In fact, experts suspect the whole concept is built on shaky ground. “There's little evidence that detox diets actually remove toxins from the body," says Mayo Clinic dietitian Katherine Zeratsky. “Indeed, the kidneys and liver effectively filter and eliminate most ingested toxins.”
Potential Dangers to Consider
Even more important than asking if detoxing works is questioning its safety. Here are three serious questions about plans to review with your physician:
1. How limited are the food choices? Skipping out on lean proteins, whole fruits, veggies, grains — or any food group, for that matter — can lead to nutrient deficiencies, particularly if the detox is kept up for more than a few days.
(MORE: Why Diets Don't Work — and What to Do Instead)

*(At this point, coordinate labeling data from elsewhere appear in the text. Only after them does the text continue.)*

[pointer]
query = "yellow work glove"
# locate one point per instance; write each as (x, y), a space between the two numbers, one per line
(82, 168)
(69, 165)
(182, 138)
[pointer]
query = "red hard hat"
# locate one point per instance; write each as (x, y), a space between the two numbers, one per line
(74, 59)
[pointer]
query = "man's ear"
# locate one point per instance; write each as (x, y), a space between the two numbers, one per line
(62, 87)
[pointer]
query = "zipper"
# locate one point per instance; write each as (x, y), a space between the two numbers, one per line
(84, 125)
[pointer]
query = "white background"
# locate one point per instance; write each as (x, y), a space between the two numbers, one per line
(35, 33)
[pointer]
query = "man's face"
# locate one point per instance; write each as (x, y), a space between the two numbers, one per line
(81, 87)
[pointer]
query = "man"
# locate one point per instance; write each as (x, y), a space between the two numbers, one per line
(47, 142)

2. Are there too few calories? Depriving the body of the calories (energy) it needs to function leads to fatigue. The very low calorie "Master Cleanse," for example, is based solely on drinking one lemonade style beverage for 10 to 40 days, dietitian Keri Glassman tells CBS.
3. Does it call for colon cleansing? Flushing a long tube of water through the intestinal tract to “clean it out” can cause serious side effects such as nausea, vomiting, cramping, dehydration and bloating. And attention dieters: There’s no proof a colon cleanse helps with weight loss.
A Healthier Detox?
In the end, many experts warn older adults to just say "No" to detox regimens.

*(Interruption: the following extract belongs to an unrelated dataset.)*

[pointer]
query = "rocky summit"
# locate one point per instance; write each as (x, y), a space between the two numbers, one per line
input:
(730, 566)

“Detox diets can affect our ability to maintain blood sugar levels within normal,” says dietitian Lona Sandon in Today’s Dietitian. “If you are taking diabetes medications, you may put yourself in danger of a too-low blood glucose level by cutting out food groups but continuing to take your medication.”
Still, a day or two of fasting — something we all do unintentionally when a flu bug or brief illness hits — might not hurt.

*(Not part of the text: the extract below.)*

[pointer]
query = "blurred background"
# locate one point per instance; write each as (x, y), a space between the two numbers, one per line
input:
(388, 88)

“As for older adults, you wouldn’t want to start a detox diet undernourished,” says Amy Joy Lanou, senior nutrition scientist with the Physicians Committee for Responsible Medicine, in Today's Dietitian. “But it wouldn’t necessarily be a problem for a 65-year-old person who’s been overeating and having two-martini dinners and is trying to figure out how to reset and eat more healthfully. That person could use a fast to jumpstart that process.”
But do fiftysomethings need to fast or detox? Not really.
What Should You Do?
The best way to clean up bad eating habits is to gradually turn to a whole-foods diet while focusing on two key strategies: eliminate added sugars and minimize processed foods.
Getting rid of excess sugar should help boost energy. Staying away from nutrient-poor, highly-processed convenience foods nets you more vitamins, antioxidants and a whole slew of disease-fighting chemicals that are all good for health.
To start you on this healthier eating path, here are a few good recipes:
Harvard’s sparkling ice tea with lemon, cucumber and mint or Eating Well magazine’s green smoothie are refreshing low-sugar alternatives to sweet summer beverages.
Or try upping your fresh vegetable ante with salads or a cold veggie-rich summer soup, such as Cooking Light magazine’s gazpacho. If you’re filling half the plate with produce, it’s all good.